Richard Roeper, an American film critic, gave Midnight in Paris an ‘A’ referring to it as a “wonderful film” and “one of the best romantic comedies in recent years”. He commented that the actors are uniformly brilliant and praised the film’s use of witty one-liners.

In The Huffington Post, Rob Kirkpatrick said the film represented a return to form for the director (“it’s as if Woody has rediscovered Woody”) and called Midnight in Paris “a surprising film that casts a spell over us and reminds us of the magical properties of cinema, and especially of Woody Allen’s cinema.”

Midnight in Paris has been compared to Allen’s The Purple Rose of Cairo (1985), in that the functioning of the magical realism therein is never explained. David Edelstein, New York, commended that approach, stating that it eliminates, “the sci-fi wheels and pulleys that tend to suck up so much screen time in time-travel movies.” He goes on to applaud the film stating that, “this supernatural comedy isn’t just Allen’s best film in more than a decade; it’s the only one that manages to rise above its tidy parable structure and be easy, graceful, and glancingly funny, as if buoyed by its befuddled hero’s enchantment.”

Peter Johnson of PopCitizen felt that the film’s nature as a ‘period piece’was far superior to its comedic components, which he referred to as lacking. “While the period settings of Midnight in Paris are almost worth seeing the film ... it hardly qualifies as a moral compass to those lost in a nostalgic revelry,” he asserts.

Joe Morgenstern of The Wall Street Journal acknowledged the cast and the look of the film and, despite some familiarities with the film’s conflict, praised Allen’s work on the film. He wrote, “For the filmmaker who brought these intertwined universes into being, the film represents new energy in a remarkable career.”.

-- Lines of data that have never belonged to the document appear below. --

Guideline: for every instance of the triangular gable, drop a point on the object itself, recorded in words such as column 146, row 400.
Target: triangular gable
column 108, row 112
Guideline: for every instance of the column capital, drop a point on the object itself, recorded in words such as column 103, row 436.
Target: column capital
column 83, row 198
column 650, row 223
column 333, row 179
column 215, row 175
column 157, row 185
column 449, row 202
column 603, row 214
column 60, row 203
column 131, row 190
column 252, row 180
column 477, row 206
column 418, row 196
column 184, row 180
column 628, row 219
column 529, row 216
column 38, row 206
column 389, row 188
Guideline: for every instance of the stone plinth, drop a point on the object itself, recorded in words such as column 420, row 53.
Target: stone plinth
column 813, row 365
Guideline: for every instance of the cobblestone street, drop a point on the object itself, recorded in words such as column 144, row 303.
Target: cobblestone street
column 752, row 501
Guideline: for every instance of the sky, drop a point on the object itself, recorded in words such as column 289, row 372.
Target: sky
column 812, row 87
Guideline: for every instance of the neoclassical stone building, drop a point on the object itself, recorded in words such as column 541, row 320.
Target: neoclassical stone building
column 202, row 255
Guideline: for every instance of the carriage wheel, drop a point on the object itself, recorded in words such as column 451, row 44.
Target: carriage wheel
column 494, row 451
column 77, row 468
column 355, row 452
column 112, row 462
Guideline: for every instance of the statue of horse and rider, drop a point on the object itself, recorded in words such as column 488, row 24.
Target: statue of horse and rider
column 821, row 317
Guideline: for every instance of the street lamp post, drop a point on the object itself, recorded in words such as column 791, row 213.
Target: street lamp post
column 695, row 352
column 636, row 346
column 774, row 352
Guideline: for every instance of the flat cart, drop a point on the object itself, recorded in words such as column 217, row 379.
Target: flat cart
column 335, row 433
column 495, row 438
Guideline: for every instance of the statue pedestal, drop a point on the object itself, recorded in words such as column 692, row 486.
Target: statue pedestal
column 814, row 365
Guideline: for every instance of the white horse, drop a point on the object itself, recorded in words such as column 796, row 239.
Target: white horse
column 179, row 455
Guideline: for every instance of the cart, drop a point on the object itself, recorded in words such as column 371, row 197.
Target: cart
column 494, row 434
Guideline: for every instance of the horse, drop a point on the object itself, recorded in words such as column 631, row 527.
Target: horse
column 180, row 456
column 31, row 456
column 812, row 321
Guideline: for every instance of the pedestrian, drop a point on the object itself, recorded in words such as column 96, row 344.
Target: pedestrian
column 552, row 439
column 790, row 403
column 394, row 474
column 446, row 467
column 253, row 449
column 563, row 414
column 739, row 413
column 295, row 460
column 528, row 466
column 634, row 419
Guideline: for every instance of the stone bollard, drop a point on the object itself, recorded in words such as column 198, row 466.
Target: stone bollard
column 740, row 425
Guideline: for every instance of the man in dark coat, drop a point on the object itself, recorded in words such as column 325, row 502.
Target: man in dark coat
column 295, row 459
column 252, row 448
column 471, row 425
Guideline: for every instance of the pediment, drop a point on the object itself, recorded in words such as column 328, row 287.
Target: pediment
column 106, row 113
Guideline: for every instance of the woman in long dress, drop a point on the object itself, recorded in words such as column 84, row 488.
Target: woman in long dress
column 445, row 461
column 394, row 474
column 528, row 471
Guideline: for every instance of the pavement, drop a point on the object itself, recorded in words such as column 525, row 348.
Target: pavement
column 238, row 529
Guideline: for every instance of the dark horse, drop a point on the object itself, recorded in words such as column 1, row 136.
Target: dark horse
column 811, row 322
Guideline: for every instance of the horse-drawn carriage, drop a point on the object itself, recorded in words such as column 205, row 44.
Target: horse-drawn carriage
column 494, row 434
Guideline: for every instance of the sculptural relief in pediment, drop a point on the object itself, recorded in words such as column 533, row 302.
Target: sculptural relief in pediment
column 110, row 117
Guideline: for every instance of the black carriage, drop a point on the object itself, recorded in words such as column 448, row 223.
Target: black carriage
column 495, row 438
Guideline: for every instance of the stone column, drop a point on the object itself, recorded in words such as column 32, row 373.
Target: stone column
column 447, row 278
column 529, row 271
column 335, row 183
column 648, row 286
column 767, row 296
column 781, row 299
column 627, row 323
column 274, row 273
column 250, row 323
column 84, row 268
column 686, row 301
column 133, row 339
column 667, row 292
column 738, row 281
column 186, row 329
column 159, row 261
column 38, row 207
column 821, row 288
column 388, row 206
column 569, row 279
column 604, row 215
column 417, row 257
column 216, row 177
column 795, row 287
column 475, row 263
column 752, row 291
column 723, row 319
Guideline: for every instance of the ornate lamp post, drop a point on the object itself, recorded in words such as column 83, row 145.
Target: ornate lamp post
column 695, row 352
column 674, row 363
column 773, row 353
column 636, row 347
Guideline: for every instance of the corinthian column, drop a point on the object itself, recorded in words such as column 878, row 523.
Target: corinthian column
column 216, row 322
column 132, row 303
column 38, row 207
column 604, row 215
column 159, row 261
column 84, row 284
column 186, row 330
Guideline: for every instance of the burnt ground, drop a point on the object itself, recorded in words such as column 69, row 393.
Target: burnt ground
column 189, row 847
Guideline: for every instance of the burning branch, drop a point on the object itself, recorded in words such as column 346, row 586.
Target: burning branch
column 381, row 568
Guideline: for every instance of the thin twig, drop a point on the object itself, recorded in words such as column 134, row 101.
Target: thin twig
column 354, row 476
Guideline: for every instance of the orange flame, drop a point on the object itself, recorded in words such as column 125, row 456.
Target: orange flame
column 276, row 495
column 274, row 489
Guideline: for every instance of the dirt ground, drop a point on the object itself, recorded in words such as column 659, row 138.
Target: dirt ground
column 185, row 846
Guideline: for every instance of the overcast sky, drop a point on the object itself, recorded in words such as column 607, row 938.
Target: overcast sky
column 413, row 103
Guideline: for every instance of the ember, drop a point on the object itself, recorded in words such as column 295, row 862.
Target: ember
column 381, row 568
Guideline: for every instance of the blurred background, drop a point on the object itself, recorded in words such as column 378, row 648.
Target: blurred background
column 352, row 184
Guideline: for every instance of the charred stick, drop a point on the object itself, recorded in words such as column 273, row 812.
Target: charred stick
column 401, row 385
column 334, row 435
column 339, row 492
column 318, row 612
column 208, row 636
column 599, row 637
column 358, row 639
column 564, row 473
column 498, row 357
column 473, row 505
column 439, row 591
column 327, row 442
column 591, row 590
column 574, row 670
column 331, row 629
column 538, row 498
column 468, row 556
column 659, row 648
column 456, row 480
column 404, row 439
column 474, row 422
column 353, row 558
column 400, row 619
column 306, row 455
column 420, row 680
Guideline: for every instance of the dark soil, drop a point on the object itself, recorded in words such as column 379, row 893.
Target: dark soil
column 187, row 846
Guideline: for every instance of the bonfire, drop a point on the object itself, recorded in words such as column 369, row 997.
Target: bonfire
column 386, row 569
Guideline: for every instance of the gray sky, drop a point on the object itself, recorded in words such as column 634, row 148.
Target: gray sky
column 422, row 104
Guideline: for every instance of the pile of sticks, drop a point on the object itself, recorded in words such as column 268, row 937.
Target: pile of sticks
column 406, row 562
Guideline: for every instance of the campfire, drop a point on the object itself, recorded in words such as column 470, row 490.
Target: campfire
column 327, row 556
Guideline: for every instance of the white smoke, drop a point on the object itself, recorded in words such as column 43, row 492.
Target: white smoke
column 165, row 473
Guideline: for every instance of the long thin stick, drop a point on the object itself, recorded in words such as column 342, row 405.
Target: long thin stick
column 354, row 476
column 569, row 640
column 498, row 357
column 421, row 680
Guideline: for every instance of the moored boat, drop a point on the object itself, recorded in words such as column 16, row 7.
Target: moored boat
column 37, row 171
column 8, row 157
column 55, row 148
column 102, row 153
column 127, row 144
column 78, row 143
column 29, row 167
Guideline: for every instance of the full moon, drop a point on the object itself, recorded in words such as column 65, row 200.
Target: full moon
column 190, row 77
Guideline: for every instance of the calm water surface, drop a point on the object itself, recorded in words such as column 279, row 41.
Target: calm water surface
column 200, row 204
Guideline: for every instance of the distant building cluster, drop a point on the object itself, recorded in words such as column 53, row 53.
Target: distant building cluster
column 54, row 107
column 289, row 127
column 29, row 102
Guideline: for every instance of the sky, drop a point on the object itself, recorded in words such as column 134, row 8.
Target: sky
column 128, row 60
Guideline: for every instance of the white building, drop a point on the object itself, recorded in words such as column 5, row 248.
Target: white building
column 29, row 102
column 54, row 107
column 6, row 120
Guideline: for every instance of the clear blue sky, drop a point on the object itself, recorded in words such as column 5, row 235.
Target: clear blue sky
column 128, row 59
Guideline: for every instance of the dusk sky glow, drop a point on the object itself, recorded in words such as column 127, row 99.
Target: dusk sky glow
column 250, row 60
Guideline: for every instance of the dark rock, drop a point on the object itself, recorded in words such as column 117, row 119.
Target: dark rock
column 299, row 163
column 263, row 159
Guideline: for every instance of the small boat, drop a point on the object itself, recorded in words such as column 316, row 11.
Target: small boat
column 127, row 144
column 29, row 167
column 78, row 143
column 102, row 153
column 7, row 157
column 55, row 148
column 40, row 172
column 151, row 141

Peter Bradshaw of The Guardian, giving the film 3 out of 5 stars, described it as “an amiable amuse-bouche” and “sporadically entertaining, light, shallow, self-plagiarising.” He goes on to add that it’s “a romantic fantasy adventure to be compared with the vastly superior ideas of his comparative youth, such as the 1985 movie The Purple Rose of Cairo.” In October 2013, the film was voted by the Guardian readers as the ninth best film directed by Woody Allen.

More scathing is Richard Corliss of Time, who describes the film as “pure Woody Allen. Which is not to say great or even good Woody, but a distillation of the filmmaker’s passions and crotchets, and of his tendency to pass draconian judgment on characters the audience is not supposed to like. ... his Midnight strikes not sublime chimes but the clangour of snap judgments and frayed fantasy.”

Quentin Tarantino named Midnight in Paris as his favourite film of 2011.

The film was well received in France. The website Allocine (Hello Cinema) gave it 4.2 out of 5 stars based on a sample of twenty reviews. Ten of the reviews gave it a full five stars, including Le Figaro, which praised the film’s evocation of its themes and said “one leaves the screening with a smile on one’s lips”.